Dalam pemaparannya, Prof. Zudan menjelaskan bahwa ASN yang telah memiliki ijazah dari pendidikan akademik maupun vokasi dapat mengajukan pencantuman gelar kepada BKN atau Kantor Regional BKN sesuai wilayah kerja masing-masing. Pengajuan pencantuman gelar tersebut dilakukan melalui Pejabat Pembina Kepegawaian (PPK) atau pejabat pimpinan tinggi pratama yang membidangi kepegawaian di instansi terkait. “Silakan sampaikan data pendidikan ke unit kepegawaian, nanti akan diusulkan secara resmi melalui sistem,” tegas Prof. Zudan saat menjelaskan alur layanan. Ia menambahkan bahwa kebijakan ini merupakan bagian dari upaya BKN menjamin efektivitas dan efisiensi layanan manajemen ASN, khususnya dalam aspek pengembangan karier.

Webinar ini juga menekankan bahwa kepemilikan ijazah yang dapat diajukan untuk pencantuman gelar harus diperoleh secara resmi dan sah sesuai ketentuan peraturan perundang‑undangan. Prof.
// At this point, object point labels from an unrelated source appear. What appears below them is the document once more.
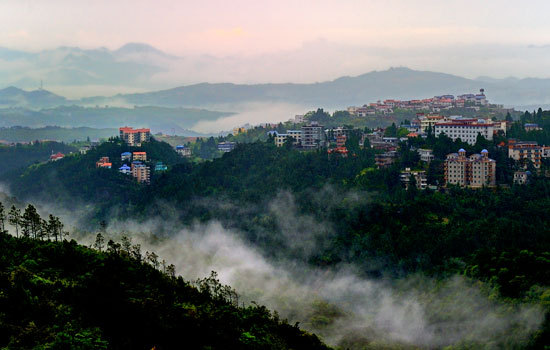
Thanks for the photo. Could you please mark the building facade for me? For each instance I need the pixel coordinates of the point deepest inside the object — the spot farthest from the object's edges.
(141, 156)
(465, 130)
(419, 177)
(313, 135)
(426, 155)
(523, 151)
(134, 137)
(183, 151)
(226, 146)
(475, 171)
(141, 172)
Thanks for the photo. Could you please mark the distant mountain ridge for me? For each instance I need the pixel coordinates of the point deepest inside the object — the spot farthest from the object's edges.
(400, 83)
(15, 97)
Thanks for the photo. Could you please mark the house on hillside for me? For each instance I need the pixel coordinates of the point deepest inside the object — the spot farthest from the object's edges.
(125, 169)
(56, 156)
(126, 156)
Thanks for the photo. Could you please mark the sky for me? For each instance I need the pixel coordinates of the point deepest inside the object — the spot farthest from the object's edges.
(497, 38)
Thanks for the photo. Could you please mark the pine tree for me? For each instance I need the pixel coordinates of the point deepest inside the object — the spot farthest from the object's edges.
(2, 218)
(14, 218)
(99, 242)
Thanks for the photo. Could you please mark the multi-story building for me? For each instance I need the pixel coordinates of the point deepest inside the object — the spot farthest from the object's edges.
(341, 140)
(126, 156)
(532, 127)
(475, 171)
(142, 156)
(296, 135)
(56, 156)
(480, 98)
(134, 137)
(521, 177)
(125, 169)
(426, 155)
(239, 130)
(313, 135)
(226, 146)
(465, 129)
(419, 176)
(428, 121)
(141, 172)
(160, 166)
(183, 151)
(103, 162)
(525, 150)
(385, 159)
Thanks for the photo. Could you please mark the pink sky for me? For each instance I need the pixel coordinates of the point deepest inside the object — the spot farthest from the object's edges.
(322, 39)
(252, 27)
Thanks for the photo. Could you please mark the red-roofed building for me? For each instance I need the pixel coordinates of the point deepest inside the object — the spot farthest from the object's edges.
(134, 137)
(140, 156)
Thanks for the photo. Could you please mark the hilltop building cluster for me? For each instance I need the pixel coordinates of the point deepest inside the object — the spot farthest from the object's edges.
(475, 171)
(134, 137)
(434, 104)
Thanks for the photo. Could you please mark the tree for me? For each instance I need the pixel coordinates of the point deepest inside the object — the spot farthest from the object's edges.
(152, 258)
(44, 229)
(2, 218)
(171, 270)
(14, 218)
(99, 242)
(391, 131)
(56, 227)
(136, 252)
(112, 247)
(30, 222)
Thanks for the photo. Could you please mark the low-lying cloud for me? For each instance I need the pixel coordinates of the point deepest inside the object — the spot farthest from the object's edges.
(339, 303)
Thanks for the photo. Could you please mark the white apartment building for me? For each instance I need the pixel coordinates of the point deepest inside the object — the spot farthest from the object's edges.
(466, 130)
(312, 135)
(475, 171)
(295, 134)
(426, 155)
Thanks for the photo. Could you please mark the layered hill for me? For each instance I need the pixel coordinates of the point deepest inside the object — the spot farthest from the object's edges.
(61, 295)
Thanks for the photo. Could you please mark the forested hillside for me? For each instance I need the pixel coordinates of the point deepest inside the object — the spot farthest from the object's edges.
(349, 211)
(61, 295)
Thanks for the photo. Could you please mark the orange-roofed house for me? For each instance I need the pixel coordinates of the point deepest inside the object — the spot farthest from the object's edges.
(140, 156)
(56, 156)
(135, 137)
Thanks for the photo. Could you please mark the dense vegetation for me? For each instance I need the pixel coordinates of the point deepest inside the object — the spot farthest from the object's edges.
(500, 236)
(61, 295)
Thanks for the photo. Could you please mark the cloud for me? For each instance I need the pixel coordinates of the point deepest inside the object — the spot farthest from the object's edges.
(252, 113)
(340, 304)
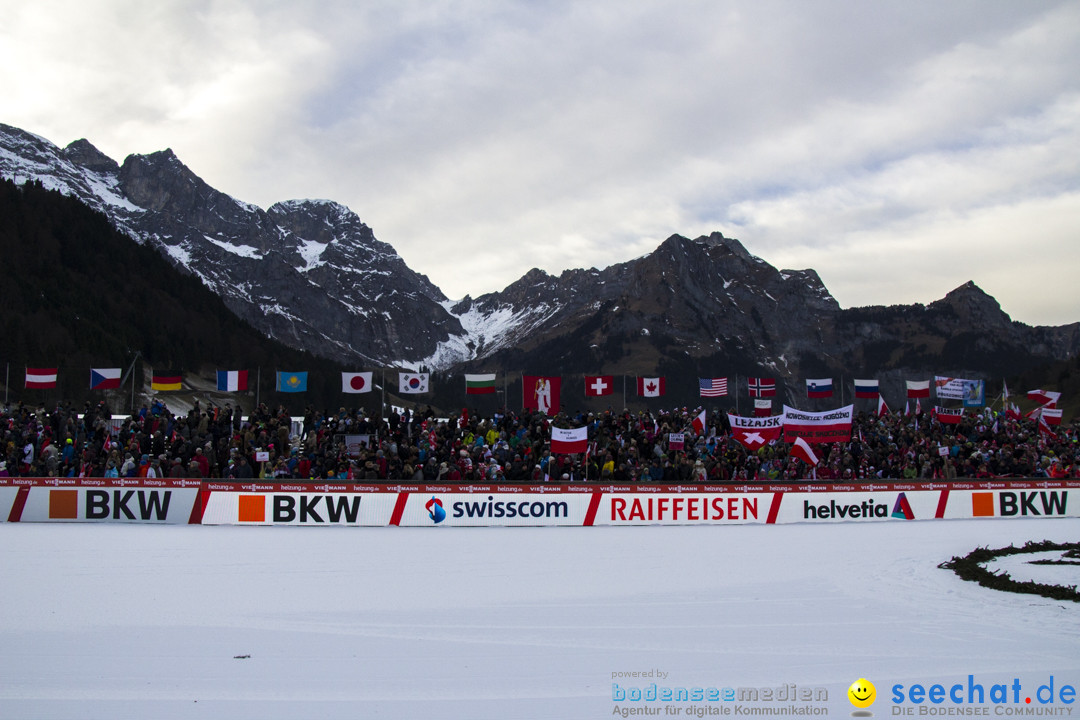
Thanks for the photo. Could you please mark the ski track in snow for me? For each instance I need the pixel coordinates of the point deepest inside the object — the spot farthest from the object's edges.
(147, 622)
Zudan mengingatkan bahwa pemilik ijazah bertanggung jawab secara administrasi, perdata, dan pidana atas keabsahan ijazah yang dimilikinya. “Gelar hanya akan diakui apabila didukung ijazah yang legal dan dapat dipertanggungjawabkan,” tegasnya, menekankan aspek integritas ASN. Peserta webinar diajak untuk lebih cermat memastikan legalitas perguruan tinggi dan program studi sebelum menempuh pendidikan lanjutan. Andini menilai penegasan ini penting karena berkaitan langsung dengan keamanan karier ASN di masa depan. Materi ini sekaligus menjadi pengingat agar proses peningkatan kualifikasi akademik selalu sejalan dengan rambu hukum yang berlaku.
Selain gelar akademik dan vokasi, Prof. Zudan juga mengulas pencantuman gelar profesi yang diperoleh dari perguruan tinggi atau lembaga penyelenggara sertifikasi profesi tingkat nasional maupun global. Gelar profesi tersebut dapat digunakan untuk pengembangan karier ASN sepanjang memenuhi ketentuan peraturan perundang‑undangan dan didukung data pendukung berupa ijazah, transkrip, atau sertifikat profesi. “Gelar profesi memberi nilai tambah bagi ASN, tetapi tetap harus tercatat dengan benar dalam sistem kepegawaian,” jelasnya. Dalam sesi ini, dijabarkan pula bagaimana pemetaan gelar profesi akan membantu instansi mengenali kompetensi spesifik pegawainya.